Ma called Bibi to help with dinner and asked Paul to get the guest room ready. She wanted him to change the sheets and open the window to air the room.

Later that night, after dinner, they all sat outside because there had been a power outage and the air in the parlor had become warm and stifling. Bendic asked Ismaila to check how much diesel was left. “Maybe you can turn on the generator for an hour so we can watch the nine o’clock news.”

“The buses all charged double fare today,” Application Master said. “From Ogibah to Ahoada, and from Ahoada to Port Harcourt, they charged double the usual fare. As if what we used to pay was not already high enough.”

“It is so o,” Ma said. “We were lucky to be able to fill our tanks with petrol, but we couldn’t find diesel for the generator.”
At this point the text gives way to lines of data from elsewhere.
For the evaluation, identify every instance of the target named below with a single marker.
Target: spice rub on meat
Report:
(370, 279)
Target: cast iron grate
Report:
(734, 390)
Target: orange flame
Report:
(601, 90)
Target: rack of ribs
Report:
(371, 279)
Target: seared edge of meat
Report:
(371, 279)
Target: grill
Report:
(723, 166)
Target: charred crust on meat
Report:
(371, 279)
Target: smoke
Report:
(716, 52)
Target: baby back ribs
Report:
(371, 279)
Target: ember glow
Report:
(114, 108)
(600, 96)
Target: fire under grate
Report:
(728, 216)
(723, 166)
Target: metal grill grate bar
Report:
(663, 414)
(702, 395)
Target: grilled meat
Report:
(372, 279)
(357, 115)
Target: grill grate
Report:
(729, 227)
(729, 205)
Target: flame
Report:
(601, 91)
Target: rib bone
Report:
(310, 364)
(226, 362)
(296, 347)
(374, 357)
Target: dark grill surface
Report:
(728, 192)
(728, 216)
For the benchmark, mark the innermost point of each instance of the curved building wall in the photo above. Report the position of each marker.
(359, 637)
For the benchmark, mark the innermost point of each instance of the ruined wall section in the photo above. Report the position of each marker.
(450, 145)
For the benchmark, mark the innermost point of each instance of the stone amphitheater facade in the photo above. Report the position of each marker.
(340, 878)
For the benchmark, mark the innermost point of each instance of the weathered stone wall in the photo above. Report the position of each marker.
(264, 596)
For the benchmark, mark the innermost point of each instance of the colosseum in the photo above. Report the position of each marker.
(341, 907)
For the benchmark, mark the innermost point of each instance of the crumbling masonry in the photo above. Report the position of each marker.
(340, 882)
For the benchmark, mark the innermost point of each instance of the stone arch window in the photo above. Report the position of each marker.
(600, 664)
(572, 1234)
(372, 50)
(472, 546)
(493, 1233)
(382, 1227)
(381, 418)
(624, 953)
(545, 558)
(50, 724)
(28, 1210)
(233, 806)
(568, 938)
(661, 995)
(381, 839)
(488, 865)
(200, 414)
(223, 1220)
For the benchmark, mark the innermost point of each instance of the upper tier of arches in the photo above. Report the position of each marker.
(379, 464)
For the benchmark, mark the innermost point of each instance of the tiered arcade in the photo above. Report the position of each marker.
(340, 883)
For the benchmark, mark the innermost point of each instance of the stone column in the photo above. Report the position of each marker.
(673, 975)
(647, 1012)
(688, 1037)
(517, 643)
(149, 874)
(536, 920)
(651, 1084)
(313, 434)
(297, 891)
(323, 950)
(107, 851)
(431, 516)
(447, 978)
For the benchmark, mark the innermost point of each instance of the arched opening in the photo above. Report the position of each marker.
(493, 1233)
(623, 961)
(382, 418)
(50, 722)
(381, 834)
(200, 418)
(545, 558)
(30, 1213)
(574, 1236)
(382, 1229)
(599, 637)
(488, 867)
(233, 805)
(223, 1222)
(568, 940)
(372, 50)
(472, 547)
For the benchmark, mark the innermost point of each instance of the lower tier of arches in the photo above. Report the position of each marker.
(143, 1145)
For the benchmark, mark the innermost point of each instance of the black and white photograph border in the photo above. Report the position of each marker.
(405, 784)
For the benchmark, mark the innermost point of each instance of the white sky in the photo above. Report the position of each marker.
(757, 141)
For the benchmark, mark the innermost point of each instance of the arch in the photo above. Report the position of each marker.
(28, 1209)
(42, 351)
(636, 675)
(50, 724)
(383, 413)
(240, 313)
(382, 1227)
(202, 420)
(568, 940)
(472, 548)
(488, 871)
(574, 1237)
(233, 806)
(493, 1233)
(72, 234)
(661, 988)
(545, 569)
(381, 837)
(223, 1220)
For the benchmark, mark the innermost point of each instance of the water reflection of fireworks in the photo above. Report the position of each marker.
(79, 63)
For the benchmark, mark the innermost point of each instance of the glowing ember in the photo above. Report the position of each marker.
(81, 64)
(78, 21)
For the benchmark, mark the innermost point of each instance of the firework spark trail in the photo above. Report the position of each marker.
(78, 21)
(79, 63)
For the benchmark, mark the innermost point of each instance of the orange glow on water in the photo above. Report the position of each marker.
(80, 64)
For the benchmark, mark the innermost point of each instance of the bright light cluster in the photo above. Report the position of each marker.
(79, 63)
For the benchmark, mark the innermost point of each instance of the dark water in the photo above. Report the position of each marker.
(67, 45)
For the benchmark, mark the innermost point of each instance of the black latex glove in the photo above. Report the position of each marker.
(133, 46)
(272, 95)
There was speculation that tanker drivers were planning to embark on a strike the following week, so people flooded the gas stations, panic-buying and causing a shortage even before the speculated strike.

Bendic explained this to Application Master while the children waited, hoping to catch a hint of the matter that had brought Application Master from Ogibah. Ajie sat on a kitchen stool in the rough circle, certain the news would trickle out soon enough. Paul took off his shirt and fanned himself with it. Bibi had spread out a mat on the ground and was lying on it.

“It is unheard of,” Ma said soon after, and Ajie saw the outline of her shoulders shrug in the moonlight. “Why should he send the police to arrest you?”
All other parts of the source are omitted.